NEW YORK (AP) Thomas Pynchon, Jhumpa Lahiri and George Saunders were among the finalists Wednesday for the National Book Awards.
A month after releasing long-lists of 10 in each of the four competitive categories, the National Book Foundation announced the five remaining writers for fiction, nonfiction, poetry and young people's literature.
Winners receive $10,000 and will be announced at a dinner ceremony in Manhattan on Nov. 20.
All five fiction nominees are well established, from Pynchon, whose "Bleeding Edge" is set in Manhattan around the time of the Sept. 11 terrorist attacks; to Lahiri, whose "The Lowland" was a Booker finalist; to Saunders, whose "Tenth of December" was the rare short-story collection to make-best seller lists. The other finalists are Rachel Kushner, nominated for her highly praised "The Flamethrowers," and James McBride, known to millions for "The Color of Water" and a finalist for "The Good Lord Bird."
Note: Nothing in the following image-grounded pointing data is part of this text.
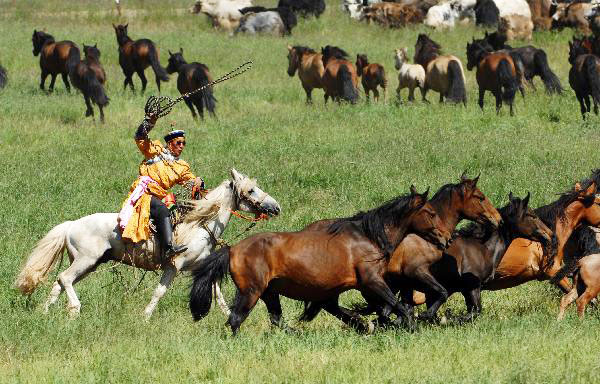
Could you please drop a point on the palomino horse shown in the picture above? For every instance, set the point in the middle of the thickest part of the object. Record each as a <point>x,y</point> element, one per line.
<point>316,265</point>
<point>496,72</point>
<point>136,56</point>
<point>189,78</point>
<point>526,260</point>
<point>373,75</point>
<point>96,239</point>
<point>340,81</point>
<point>55,57</point>
<point>310,68</point>
<point>89,77</point>
<point>444,74</point>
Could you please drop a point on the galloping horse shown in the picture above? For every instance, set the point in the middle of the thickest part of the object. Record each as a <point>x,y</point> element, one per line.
<point>309,65</point>
<point>317,265</point>
<point>89,77</point>
<point>191,77</point>
<point>96,239</point>
<point>136,56</point>
<point>340,81</point>
<point>443,74</point>
<point>55,57</point>
<point>525,260</point>
<point>496,72</point>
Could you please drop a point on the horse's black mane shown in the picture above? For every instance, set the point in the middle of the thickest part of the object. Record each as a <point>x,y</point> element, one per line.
<point>552,212</point>
<point>372,223</point>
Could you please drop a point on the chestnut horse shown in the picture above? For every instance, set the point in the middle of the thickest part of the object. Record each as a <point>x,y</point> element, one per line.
<point>309,65</point>
<point>89,77</point>
<point>443,74</point>
<point>373,75</point>
<point>340,81</point>
<point>136,56</point>
<point>317,265</point>
<point>55,57</point>
<point>189,78</point>
<point>496,72</point>
<point>526,261</point>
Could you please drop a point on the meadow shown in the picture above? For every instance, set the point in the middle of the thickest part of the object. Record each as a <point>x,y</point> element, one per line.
<point>318,161</point>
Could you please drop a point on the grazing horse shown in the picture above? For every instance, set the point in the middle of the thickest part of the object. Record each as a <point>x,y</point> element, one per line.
<point>89,77</point>
<point>526,260</point>
<point>136,56</point>
<point>496,72</point>
<point>55,57</point>
<point>317,265</point>
<point>584,76</point>
<point>373,75</point>
<point>96,239</point>
<point>443,74</point>
<point>189,78</point>
<point>309,65</point>
<point>340,80</point>
<point>410,76</point>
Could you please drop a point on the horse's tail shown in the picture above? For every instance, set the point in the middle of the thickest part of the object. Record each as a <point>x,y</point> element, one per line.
<point>456,89</point>
<point>591,73</point>
<point>507,81</point>
<point>159,71</point>
<point>551,81</point>
<point>211,270</point>
<point>206,95</point>
<point>349,92</point>
<point>42,258</point>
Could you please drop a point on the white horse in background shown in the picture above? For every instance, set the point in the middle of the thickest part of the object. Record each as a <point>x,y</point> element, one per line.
<point>95,239</point>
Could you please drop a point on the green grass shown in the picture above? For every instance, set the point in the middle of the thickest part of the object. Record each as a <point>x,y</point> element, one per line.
<point>318,162</point>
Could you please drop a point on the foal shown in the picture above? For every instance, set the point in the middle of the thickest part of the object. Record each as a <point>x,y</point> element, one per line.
<point>191,77</point>
<point>373,75</point>
<point>89,77</point>
<point>55,57</point>
<point>136,56</point>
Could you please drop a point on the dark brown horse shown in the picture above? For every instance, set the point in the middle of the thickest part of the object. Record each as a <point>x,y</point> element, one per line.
<point>339,81</point>
<point>189,78</point>
<point>136,56</point>
<point>372,76</point>
<point>317,265</point>
<point>89,77</point>
<point>55,58</point>
<point>496,72</point>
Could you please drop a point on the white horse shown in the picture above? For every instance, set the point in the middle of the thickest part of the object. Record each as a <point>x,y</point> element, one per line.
<point>96,239</point>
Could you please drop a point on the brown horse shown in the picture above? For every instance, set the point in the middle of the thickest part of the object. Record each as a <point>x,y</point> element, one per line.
<point>89,77</point>
<point>443,74</point>
<point>340,81</point>
<point>136,56</point>
<point>373,75</point>
<point>55,57</point>
<point>191,77</point>
<point>317,265</point>
<point>309,65</point>
<point>526,260</point>
<point>496,72</point>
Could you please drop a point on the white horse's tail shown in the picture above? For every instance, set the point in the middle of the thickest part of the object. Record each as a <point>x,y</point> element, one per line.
<point>43,258</point>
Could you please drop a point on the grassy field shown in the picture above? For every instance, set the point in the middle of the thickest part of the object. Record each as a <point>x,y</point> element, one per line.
<point>319,161</point>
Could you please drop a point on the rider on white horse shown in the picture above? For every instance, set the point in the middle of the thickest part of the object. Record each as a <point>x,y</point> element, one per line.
<point>160,170</point>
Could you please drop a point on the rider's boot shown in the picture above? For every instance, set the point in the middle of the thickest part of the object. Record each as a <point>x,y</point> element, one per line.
<point>166,231</point>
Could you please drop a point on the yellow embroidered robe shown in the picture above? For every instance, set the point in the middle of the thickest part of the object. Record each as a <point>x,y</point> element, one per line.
<point>166,170</point>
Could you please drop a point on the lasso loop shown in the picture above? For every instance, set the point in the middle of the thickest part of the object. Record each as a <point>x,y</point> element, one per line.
<point>160,106</point>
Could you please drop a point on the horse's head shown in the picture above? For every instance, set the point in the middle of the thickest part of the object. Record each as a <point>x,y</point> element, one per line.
<point>176,60</point>
<point>38,39</point>
<point>250,198</point>
<point>521,221</point>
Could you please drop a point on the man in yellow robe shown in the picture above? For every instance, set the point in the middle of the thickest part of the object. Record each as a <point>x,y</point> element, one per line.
<point>160,170</point>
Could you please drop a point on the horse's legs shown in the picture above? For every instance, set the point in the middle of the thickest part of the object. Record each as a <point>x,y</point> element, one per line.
<point>166,279</point>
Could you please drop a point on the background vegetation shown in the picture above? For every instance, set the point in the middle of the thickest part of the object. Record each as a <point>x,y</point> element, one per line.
<point>319,161</point>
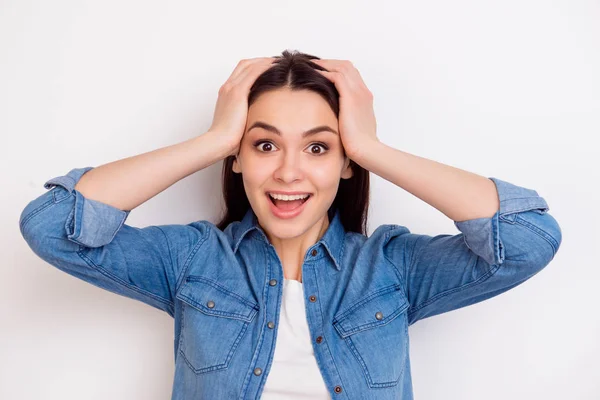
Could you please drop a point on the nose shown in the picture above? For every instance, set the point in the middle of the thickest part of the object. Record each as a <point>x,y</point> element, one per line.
<point>289,169</point>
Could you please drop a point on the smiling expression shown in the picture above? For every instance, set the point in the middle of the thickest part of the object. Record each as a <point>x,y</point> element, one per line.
<point>291,144</point>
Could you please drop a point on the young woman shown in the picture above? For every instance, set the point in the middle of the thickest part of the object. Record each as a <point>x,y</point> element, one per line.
<point>286,297</point>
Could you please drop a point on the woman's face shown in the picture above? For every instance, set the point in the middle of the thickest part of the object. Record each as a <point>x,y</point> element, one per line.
<point>289,161</point>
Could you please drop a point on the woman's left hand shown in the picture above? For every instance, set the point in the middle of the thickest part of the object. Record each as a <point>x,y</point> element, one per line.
<point>357,124</point>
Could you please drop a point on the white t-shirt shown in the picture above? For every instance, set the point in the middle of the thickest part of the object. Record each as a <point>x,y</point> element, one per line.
<point>294,374</point>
The nonfiction list features three books by New Yorker staff writers: Lawrence Wright's Scientology investigation "Going Clear"; George Packer's dire account of contemporary America, "The Unwinding"; and Jill Lepore's biography of Benjamin Franklin's sister, Jane Franklin, "The Book of Ages." Also nominated for nonfiction are Wendy Lower's "Hitler's Furies: German Women in the Nazi Killing Fields" and Alan Taylor's "The Internal Enemy: Slavery and War in Virginia, 1772-1832."